Predictive Analytics Using a Time Series Database

Navigate to:

This article was originally published in The New Stack and is reposted here with permission.

Processing time-stamped data at high speed and volume, a time series database is particularly suited for anomaly detection and predictive maintenance.

Predictive analytics harnesses the power of big data, statistical algorithms and machine learning techniques to anticipate future outcomes based on historical data. Various industries use predictive analytics, from finance and healthcare to retail and marketing. Among its many uses, predictive maintenance and anomaly detection are two significant applications. Predictive maintenance uses predictive analytics to forecast machinery breakdowns, enabling timely maintenance and prevention of unexpected downtime.

Similarly, anomaly detection leverages the same predictive power to identify irregularities in data that could indicate a problem, such as fraud in financial transactions or intrusions in network security. Together, these applications of predictive analytics help organizations stay proactive and informed, paving the way for enhanced efficiency, reduced risks and improved decision-making.

A time series database provides key functionality for performing predictive analytics. Built specifically to handle data points indexed in time order, it allows for storing, retrieving and processing time-stamped data at high speed and volume. These capabilities make time series databases particularly suited for tasks such as anomaly detection and predictive maintenance.

InfluxDB 3.0 is a time series database and platform for storing all types of time series data including metrics, events, logs and traces.

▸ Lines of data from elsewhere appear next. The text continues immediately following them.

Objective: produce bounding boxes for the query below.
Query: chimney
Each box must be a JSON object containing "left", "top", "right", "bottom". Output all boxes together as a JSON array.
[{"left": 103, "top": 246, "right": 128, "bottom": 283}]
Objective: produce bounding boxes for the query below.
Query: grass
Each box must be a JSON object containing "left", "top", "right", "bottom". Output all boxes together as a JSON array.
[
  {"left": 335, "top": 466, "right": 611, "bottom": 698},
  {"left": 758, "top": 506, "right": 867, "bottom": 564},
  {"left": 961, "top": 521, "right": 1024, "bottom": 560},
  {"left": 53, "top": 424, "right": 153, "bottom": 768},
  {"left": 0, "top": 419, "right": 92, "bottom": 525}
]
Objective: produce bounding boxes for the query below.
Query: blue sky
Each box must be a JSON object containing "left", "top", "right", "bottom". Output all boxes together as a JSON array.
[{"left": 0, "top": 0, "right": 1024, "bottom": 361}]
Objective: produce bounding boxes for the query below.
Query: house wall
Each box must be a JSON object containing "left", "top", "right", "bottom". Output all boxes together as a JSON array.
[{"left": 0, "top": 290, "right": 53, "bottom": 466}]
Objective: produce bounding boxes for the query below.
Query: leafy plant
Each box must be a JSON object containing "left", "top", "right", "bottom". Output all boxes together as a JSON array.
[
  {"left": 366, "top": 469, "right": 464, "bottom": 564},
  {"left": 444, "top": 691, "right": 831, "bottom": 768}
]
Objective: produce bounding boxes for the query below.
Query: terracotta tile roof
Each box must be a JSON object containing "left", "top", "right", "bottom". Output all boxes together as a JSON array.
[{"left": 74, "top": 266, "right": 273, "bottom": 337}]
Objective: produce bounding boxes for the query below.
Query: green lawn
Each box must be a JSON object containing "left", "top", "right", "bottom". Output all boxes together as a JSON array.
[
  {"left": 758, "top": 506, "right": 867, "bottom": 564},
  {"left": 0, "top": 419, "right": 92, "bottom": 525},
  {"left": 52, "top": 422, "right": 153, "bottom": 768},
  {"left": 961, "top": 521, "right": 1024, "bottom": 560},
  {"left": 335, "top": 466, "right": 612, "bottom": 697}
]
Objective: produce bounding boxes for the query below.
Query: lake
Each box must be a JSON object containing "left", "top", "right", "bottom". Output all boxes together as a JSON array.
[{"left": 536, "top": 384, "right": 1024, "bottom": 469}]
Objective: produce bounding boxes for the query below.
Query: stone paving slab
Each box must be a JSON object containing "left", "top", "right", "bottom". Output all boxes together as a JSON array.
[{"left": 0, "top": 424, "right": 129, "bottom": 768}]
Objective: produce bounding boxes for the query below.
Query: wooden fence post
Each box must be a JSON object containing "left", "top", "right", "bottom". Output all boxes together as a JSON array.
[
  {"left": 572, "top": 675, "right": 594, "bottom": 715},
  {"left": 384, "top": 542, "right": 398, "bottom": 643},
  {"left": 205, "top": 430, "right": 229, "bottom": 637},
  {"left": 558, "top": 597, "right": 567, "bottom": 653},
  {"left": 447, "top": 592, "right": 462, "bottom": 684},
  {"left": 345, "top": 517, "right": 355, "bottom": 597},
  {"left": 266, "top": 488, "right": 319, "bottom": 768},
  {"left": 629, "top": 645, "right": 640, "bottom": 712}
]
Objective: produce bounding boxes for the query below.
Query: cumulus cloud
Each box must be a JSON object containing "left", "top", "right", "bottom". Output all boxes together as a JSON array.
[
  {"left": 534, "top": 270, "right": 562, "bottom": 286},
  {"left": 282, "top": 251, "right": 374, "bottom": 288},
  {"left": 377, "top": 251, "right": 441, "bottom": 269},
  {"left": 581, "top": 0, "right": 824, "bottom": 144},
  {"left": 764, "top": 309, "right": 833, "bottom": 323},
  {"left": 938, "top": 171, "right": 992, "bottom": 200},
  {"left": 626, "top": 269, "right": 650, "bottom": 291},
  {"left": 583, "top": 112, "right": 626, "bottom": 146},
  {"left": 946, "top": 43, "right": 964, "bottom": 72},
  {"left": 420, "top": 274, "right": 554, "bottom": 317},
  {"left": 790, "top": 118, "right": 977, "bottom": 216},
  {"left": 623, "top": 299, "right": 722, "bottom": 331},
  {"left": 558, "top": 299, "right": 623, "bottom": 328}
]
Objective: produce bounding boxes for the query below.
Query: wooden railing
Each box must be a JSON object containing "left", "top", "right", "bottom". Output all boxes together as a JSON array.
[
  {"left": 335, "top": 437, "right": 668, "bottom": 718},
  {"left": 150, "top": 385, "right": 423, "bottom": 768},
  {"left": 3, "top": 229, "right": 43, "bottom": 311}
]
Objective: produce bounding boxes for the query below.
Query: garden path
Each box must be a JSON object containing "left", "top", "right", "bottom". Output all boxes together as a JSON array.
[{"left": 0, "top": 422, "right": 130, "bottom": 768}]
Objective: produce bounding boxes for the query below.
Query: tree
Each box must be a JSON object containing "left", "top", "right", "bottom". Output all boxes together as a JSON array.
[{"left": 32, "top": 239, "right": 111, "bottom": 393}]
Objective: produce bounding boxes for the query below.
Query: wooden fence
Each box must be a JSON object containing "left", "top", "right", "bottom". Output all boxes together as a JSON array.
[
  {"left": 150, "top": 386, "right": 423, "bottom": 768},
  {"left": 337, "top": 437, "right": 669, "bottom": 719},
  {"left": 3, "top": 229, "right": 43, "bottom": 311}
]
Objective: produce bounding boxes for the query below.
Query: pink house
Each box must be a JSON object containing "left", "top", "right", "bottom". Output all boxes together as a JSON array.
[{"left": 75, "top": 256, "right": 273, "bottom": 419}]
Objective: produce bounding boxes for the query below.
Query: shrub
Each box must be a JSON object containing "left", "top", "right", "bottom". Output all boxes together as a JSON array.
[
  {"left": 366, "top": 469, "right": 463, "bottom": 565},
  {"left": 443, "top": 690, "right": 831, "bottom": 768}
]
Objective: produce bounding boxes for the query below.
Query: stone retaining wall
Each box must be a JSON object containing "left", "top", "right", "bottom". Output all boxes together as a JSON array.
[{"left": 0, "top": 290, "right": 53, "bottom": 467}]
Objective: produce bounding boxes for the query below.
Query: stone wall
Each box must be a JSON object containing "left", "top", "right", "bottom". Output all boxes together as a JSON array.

In this post, we’ll explore how to combine InfluxDB Cloud, Quix and Hugging Face for predictive maintenance, including predictive analytics and forecasting. Quix is a platform that allows you to deploy streaming pipelines for analytics and machine learning. Hugging Face is a ML platform that enables users to train, build, host and deploy open source machine learning models and datasets.

The dataset

The dataset we’ll use for this post comes from this repo and specifically this script. It contains generated machine data with values like temperature, load and vibration for a variety of machine IDs. It’s a fabricated dataset so we can induce anomalies when needed to test the anomaly detection. This is what the data looks like coming out of the influxdb-query service.

the dataset - InfluxDB-query

The Quix anomaly detection and prediction pipeline

Quix enables us to deploy streaming pipelines for analytics and machine learning. The image below depicts our pipeline:

Prediction Pipeline

The Workspace Pipeline contains the following services:

  1. A Source Project: This service project is responsible for querying InfluxDB Cloud with InfluxQL (query language) and converting the output to a Pandas DataFrame so that the Transformation block can consume it.

  2. Two Transformations: These service projects are responsible for finding the anomalies within the data and generating predictions. They operate on the data from the source service in parallel.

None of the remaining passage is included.